After the mode change I ran the system continuously for the last several days. Each morning I dialed up some music and immediately the system would spring to life with the audio playback working perfectly. At no time over the last few days have I been able to detect a loss of sync between clients, so I think that this is the configuration that I will stick to for now. Play back quality is very good.
 
Charlie,
I've been reading this thread for awhile and watching your comments about your streaming system and software trials. I have a question about the latency problems you keep running up against. If you were only using a single pair of speakers and they were receiving streaming audio from a WiFi source would you expect this type of problem with clock drift? I'm working on a design for a self powered speakers that will use both WiFi and Bluetooth receivers and am very curious about this situation if someone was to use the speakers with a HT type of setup for movies and such. I don't think with just music you would probably ever notice an issue but once you bring in video syn perhaps then this can become a problem.

Thanks for any answers,
Steven
 
Charlie,
I've been reading this thread for awhile and watching your comments about your streaming system and software trials. I have a question about the latency problems you keep running up against. If you were only using a single pair of speakers and they were receiving streaming audio from a WiFi source would you expect this type of problem with clock drift? I'm working on a design for a self powered speakers that will use both WiFi and Bluetooth receivers and am very curious about this situation if someone was to use the speakers with a HT type of setup for movies and such. I don't think with just music you would probably ever notice an issue but once you bring in video syn perhaps then this can become a problem.

Thanks for any answers,
Steven
With a single client (e.g. same client sends audio to a pair of loudspeakers) you would never notice anything. The drift is at most a few tens of milliseconds over hours. My system has a separate client for each loudspeaker, or subwoofer, in the system, and I can have multiple systems. For that reason getting each client to be closely in sync is important because in a pair of loudspeaker if one is a few milliseconds different than the other in playback you can notice it pretty easily, even if the drift is very slow.

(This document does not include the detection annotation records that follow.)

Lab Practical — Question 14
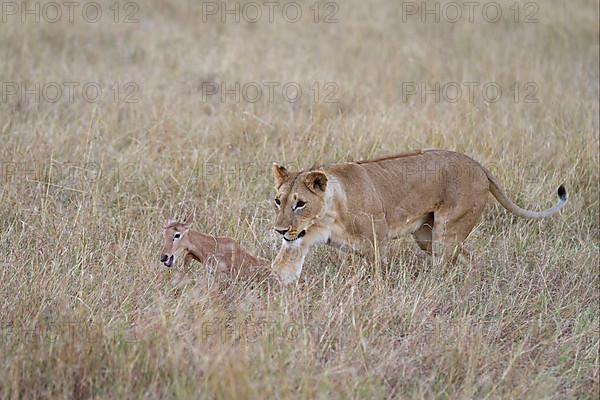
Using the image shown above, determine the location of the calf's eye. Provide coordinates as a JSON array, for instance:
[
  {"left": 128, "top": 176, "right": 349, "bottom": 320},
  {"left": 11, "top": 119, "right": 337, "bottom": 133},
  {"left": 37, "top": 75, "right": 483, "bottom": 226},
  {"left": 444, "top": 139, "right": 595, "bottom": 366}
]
[{"left": 294, "top": 200, "right": 306, "bottom": 210}]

Please note that latency is not the problem for me - I have no problems with moderate amounts of latency, in fact there is probably 300-500 msec of latency in my system depending on how much buffering I want to use. Latency and synchronization are two different things. You can have everything delayed by 1 second (latency) and have perfect synchronization - you would only notice when you stop, start, or change the playback, volume, etc. Those changes would be delayed by 1 second. If the delay is unchanging over time you can simply delay video/audio to match. On the other hand, you can also have very low average latency (low delay) but different playback clients are out of sync. For audio this becomes a big problem and you can eventually get effects like echo if the synchronization reaches a couple of hundred milliseconds.

There are many different ways to stream audio to a single client:
Bluetooth
Airplay/DLNA
SSH
RTSP/RTP
HTTP
etc.
When you have multiple clients things become a lot more complicated.